After graduating from high school in 2004, I made the usual rounds on the local graduation party circuit. The celebrations were generally lively, kids in one area and adults in the other, and while the food options varied from house to house, one thing was the same at all of the parties. Any time I drifted near the adults, they were talking about really depressing topics: Who was recovering from major surgeries, what was ailing their parents, whose grandparents were terminally ill. Where adults gathered, it seemed, dark conversations followed. I’d retreat to the basement with a full plate of food, glad to escape the world of gallbladder attacks and whispered disclosures about divorces.

A few days ago I was driving in the car with my mom and she asked if I’d seen the news report about the family in the car accident. She didn’t need to elaborate. I knew she was referring to a crash involving a family of four girls and their parents, where only the mother survived. In high school and even through my early adult years, I would have dismissed her interest as just a morbid obsession, akin to those adult conversations I so avoided as a teen. Now that I’m a parent, though, the subject and a desire to discuss it seem much more reasonable. I find myself joining these kinds of conversations willingly.

When my partner and I announced our pregnancy on Facebook, the likes and well-wishes came from all corners of the Internet, including family, high school classmates and former co-workers. One response was from a woman I worked with in college. She was expecting too, and her baby’s due date was in the same week as my son’s. I casually kept up with her after that, through her posts of belly pictures and the gender reveal (a boy, like us).

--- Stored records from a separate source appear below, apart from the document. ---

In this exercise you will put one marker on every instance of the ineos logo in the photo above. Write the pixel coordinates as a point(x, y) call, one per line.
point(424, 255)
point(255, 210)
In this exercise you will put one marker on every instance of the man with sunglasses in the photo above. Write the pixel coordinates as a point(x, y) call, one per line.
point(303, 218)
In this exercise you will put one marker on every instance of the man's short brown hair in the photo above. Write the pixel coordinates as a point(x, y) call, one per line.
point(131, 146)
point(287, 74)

We didn’t speak but it was nice to see someone who was on the same timeline.

Then the night before my baby shower (and hers) I saw her heartbreaking Facebook post announcing that at 30 weeks, she had lost the baby. Sadness for her, as well as a bit of panic, set in as I considered what she was going through, and how she must be feeling. To have so much hope and happiness end in an instant must have caused her immeasurable pain, something I couldn’t fathom. As an expectant mother myself, I was reluctant to contact her, so I kept my distance, but in an instant I became one of those parents at the graduation party. I needed to unburden myself of this horrible news, to clear out the suffocating thoughts. It had happened to her, could it also happen to me?

I couldn’t keep it to myself, where it would fester and multiply like a dark black mold. So I stood next to catered party food at my shower and whispered my fears to a couple friends who I knew would understand. Was this what our parents were doing at those parties, with their stories about the sick and dying? Was it just a desperate need to share the weight of heavy information?

The past year, with pregnancy and new parenthood, has been a master class in managing fears, from the many unknowns during pregnancy to being a parent charged with caring for what seems like an incredibly fragile creature. As I’ve navigated the persistent anxiety that comes with being a parent, I’ve come to better understand all of those depressing conversations I overheard as a teenager. You lose so much control over everything when you get pregnant, and that is amplified when the baby is born. It’s hard, if not impossible, to stay ahead of the anxiety. I’m realizing that one of the only options for maintaining sanity is to share the anxieties and fears with other people who are in the same boat. I can try my best to avoid dark thoughts and keep the conversation light, but 14 years after I rolled my eyes at the adults at those graduation parties, I understand why conversations about death and despair are frequently shared over potato salad.

The worries aren’t paralyzing; I go about my day. I drive in the car with the baby, go up and down the stairs and take him into the outside world without hand sanitizer. But the worry is there just the same, part of what came with the package of being a parent. You’re charged with keeping a helpless baby alive, and, generally, the only people who totally understand how daunting that feels are the ones who are on the same journey.

We’re all muddling through the days, the months and the years, and coping with these hazards. Maybe communally saying aloud that these things are scary is an important part of how we cope. Voicing these fears helps us feel connected to one another because we know someone else gets it. Eventually, we’ll become those clusters of people at parties talking about grim outcomes. I might already be there, clutching my paper plate while I share the latest horrible story I’ve seen on social media. But thankfully I’m surrounded by people who understand.

Erinn Salge is a freelance writer, librarian and mom working and living in northern New Jersey.